旧ドイツが数世紀前の大戦に破れ、民主主義国家の体裁をとっていた頃は『世界に冠たる』の部分を歌うことが禁じられていたという。だが帝政に戻ったこの国が公然と欧州に覇を唱えようとする今では、みな堂々とこの歌詞を口にするようになった。
「ゲルマニア帝国、万歳!」
「わが国の誇るエース部隊、そしてアネット・フォッカー博士に乾杯!」
どの建物内でも、兵士たちがビールのジョッキを片手に大はしゃぎしている。外はまだどしゃ降りの雨だったが、その雨音でもかき消されないほどの喧騒が町を包んでいた。

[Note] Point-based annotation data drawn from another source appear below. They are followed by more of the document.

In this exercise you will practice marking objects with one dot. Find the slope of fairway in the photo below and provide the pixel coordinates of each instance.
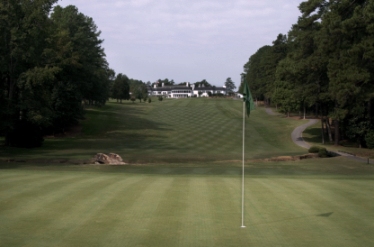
(286, 204)
(178, 131)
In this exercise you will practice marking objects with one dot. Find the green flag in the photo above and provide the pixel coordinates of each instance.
(247, 98)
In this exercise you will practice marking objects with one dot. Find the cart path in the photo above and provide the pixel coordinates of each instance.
(297, 138)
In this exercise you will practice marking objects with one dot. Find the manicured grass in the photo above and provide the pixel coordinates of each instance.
(286, 204)
(171, 131)
(183, 184)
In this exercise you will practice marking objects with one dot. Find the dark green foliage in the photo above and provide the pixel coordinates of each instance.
(50, 63)
(230, 86)
(369, 138)
(322, 153)
(313, 149)
(121, 88)
(325, 65)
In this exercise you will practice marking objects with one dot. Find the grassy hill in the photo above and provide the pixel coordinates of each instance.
(172, 131)
(183, 187)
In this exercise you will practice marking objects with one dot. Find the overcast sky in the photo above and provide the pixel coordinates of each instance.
(186, 40)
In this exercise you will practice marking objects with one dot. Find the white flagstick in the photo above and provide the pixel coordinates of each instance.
(243, 226)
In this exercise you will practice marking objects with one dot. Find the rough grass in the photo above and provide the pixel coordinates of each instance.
(313, 136)
(184, 130)
(286, 204)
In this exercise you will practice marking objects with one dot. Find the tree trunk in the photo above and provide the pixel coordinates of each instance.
(322, 131)
(304, 112)
(337, 135)
(329, 129)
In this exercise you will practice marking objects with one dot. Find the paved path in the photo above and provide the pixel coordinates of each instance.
(297, 138)
(270, 111)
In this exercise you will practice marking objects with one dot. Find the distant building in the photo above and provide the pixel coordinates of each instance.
(186, 91)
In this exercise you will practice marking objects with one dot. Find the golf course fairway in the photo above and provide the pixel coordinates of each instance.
(182, 183)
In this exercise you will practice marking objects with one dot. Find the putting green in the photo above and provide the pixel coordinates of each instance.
(286, 204)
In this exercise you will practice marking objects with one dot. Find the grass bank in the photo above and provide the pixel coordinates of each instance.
(171, 131)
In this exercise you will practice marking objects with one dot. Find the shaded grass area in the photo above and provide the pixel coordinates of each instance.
(184, 130)
(288, 204)
(312, 135)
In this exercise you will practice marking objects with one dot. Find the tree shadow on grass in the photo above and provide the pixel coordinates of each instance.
(113, 130)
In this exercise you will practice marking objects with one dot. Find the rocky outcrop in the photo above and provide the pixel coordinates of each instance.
(110, 159)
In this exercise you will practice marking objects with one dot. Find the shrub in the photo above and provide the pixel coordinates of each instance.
(314, 149)
(369, 138)
(322, 153)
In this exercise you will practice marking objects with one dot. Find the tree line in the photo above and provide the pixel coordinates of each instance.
(52, 63)
(324, 64)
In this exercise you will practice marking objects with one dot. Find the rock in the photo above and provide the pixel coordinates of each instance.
(111, 159)
(115, 158)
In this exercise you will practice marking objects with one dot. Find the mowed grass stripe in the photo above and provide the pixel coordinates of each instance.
(301, 213)
(134, 212)
(102, 219)
(198, 220)
(60, 207)
(169, 214)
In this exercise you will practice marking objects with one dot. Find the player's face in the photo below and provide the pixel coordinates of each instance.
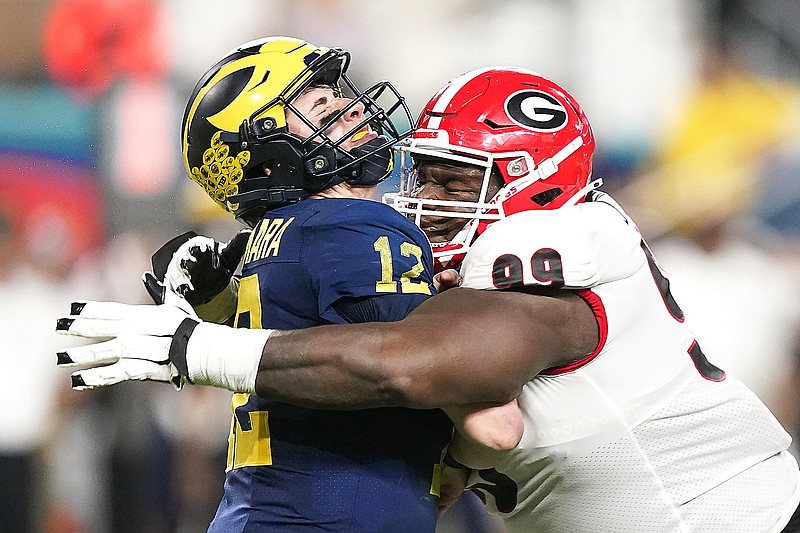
(445, 181)
(319, 105)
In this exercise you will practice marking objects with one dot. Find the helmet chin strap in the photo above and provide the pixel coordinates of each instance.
(592, 185)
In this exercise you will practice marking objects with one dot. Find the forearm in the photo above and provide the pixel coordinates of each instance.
(460, 347)
(336, 367)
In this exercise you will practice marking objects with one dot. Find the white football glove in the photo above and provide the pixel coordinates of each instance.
(140, 339)
(165, 343)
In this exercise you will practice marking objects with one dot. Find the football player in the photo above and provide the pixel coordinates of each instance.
(278, 134)
(628, 426)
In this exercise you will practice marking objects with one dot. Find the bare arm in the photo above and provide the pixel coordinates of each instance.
(462, 346)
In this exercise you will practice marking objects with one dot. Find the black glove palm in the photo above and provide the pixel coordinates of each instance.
(208, 266)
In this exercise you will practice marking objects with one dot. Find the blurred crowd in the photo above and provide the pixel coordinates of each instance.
(696, 106)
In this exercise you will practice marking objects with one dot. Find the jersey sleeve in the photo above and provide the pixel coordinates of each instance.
(368, 250)
(575, 248)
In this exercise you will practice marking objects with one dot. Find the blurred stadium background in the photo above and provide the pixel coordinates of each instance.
(695, 104)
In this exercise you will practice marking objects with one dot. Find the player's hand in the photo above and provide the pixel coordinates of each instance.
(134, 342)
(154, 280)
(453, 482)
(198, 269)
(447, 279)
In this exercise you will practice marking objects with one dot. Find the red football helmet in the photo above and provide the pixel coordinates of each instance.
(528, 127)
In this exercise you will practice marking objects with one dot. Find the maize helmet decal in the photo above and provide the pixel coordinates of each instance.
(237, 144)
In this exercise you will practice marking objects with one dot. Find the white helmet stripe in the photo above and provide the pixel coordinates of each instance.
(453, 88)
(444, 100)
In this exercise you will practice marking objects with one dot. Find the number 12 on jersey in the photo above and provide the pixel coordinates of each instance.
(407, 278)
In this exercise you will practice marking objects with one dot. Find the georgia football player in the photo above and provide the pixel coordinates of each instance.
(644, 433)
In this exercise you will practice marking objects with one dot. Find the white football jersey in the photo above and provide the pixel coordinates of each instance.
(642, 436)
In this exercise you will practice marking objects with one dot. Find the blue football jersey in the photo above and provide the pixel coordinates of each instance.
(304, 470)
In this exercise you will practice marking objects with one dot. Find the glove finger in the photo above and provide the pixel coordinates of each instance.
(123, 370)
(232, 252)
(102, 310)
(100, 353)
(88, 327)
(154, 287)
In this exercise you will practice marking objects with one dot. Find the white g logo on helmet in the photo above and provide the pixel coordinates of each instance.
(536, 110)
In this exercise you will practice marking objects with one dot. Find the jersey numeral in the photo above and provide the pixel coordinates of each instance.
(249, 440)
(407, 283)
(248, 310)
(701, 363)
(545, 265)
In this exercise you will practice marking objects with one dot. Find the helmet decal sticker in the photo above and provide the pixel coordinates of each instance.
(220, 173)
(536, 110)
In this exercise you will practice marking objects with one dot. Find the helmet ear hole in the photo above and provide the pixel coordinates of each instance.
(545, 197)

そんな中で、ヴィルヘルミナだけはヒンデンブルグ号から降りることなく艦内を見回っていた。直属の部下はもちろんティーガーズの面々もみな町へくり出したはずだが、彼女はマルグリットとローラを姉妹水入らずにしてあげたくて同行を遠慮したのだ。
「あらぁ? 隊長さんは祝勝会に出なかったのぉ?」
ヴィルヘルミナが下層階を見回りに行くと、たった一つのオイルランプに照らされた格納庫の中で、アネットがワインの瓶とグラスを持って椅子に座っていた。彼女も町に出ることなく、ここで一人飲んでいたらしい。
「私はあまり騒がしいのが好きではありませんので……博士こそ、どうしてお一人でこのようなところに?」
「そりゃあもちろん、可愛いこの子たちに乾杯してたのよ。ああ……本当によく頑張ってくれたわねぇ。おかげで悲願を果たすことができた……あなたたちは私の最高傑作よぉ」
アネットが“この子たち”と呼ぶのは、もちろんアルバトロスD.IVのことだろう。整備用ハンガーに並んだ機体を見上げる彼女の表情は、まさしく優秀なわが子を愛しむ母親のそれだ。
技術者としての名声以外に興味がないと思っていた彼女もそんな愛情を持ち合わせていたのかと、ヴィルヘルミナは少々意外そうな顔をした。だが、その愛情がけっして人間には向けられないあたり、やはりアネット・フォッカーという人物はどこか人格が破綻していると言わざるを得ない。
「ですが博士、やはりこのアルバトロスD.IVにも弱点はあります。先ほどローラ大尉も仰っていましたが、ハンドマシンガンにはキャメルの装甲を貫いて敵にとどめを刺せるほどの火力がありません。それに……今回の戦いでついにヒンデンブルグ号の姿を連合軍に晒してしまいました。もしもまたトマサ・ソッピースがなんらかの対策を講じてきたら……」
「ふん……あのガキが今さらどんな手を打ってこようと、この無敵のヒンデンブルグ号をどうにかすることなんてできはしないわよ。それにね……」
不意にこちらを向いたアネットの顔がにやりと歪む。その笑みから放たれる邪悪な意思のようなものを感じ、ヴィルヘルミナは思わずぞくりと身を震わせた。